Re: Hive, Tez, clustering, buckets, and Presto

2018-04-04 Thread Richard A. Bross
This is great information, Gopal, thank you.

I wish I had the time to create a comparison for our use case between Hive 
buckets and ORC files on S3 and ORC files without bucket.  Unfortunately it's a 
chicken and egg issue, since I won't have enough data volume until we are in 
production, which should be shortly.

Thanks again.

- Original Message -
From: "Gopal Vijayaraghavan" 
To: user@hive.apache.org
Sent: Wednesday, April 4, 2018 7:31:31 PM
Subject: Re: Hive, Tez, clustering, buckets, and Presto

> so there asking "where is the Hive bucketing spec".  Is it just to read the 
> code for that function? 

This worked the other way around in time, than writing a spec first - ACIDv1 
implemented Streaming ingest via Storm, it used an explicit naming "bucket_" 
for the filename.

Since until the compaction runs the actual base files don't exist, the ACID 
bucketing implementation has to handle missing buckets as 0 rows in base file + 
possibly more rows in uncompacted deltas.
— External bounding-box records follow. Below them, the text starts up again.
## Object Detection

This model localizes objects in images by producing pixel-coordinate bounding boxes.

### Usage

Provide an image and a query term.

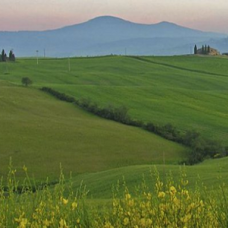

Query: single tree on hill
[9,50,15,61]
[201,45,205,54]
[21,77,32,87]
[194,45,197,55]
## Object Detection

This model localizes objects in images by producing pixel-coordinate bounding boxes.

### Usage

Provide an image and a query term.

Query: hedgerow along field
[1,54,227,227]
[0,81,189,180]
[0,56,228,145]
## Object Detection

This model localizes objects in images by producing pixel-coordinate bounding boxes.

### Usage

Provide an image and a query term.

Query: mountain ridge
[0,16,228,57]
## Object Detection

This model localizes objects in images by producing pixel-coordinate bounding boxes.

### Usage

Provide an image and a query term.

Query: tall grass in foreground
[0,163,228,228]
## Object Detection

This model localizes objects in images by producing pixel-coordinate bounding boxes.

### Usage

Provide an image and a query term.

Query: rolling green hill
[0,81,188,179]
[0,56,228,181]
[72,158,228,199]
[0,56,228,145]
ACID's implementation has forced the two bucketing implementations to work 
similarly, for the ability to do bucket map-joins between ACID & non-ACID 
bucketed tables. Particularly about the modulus for -ve numbers, which was 
broken in Hive-1.0.

https://issues.apache.org/jira/browse/HIVE-12025

that's the place where this all got refactored so that joins & filters for 
bucketed tables work the same way for ACID & non-ACID tables.

Because of that spec lives in the comments now as a Regex.

https://github.com/apache/hive/blob/master/ql/src/java/org/apache/hadoop/hive/ql/exec/Utilities.java#L1283

> They were looking for something more explicit, I think.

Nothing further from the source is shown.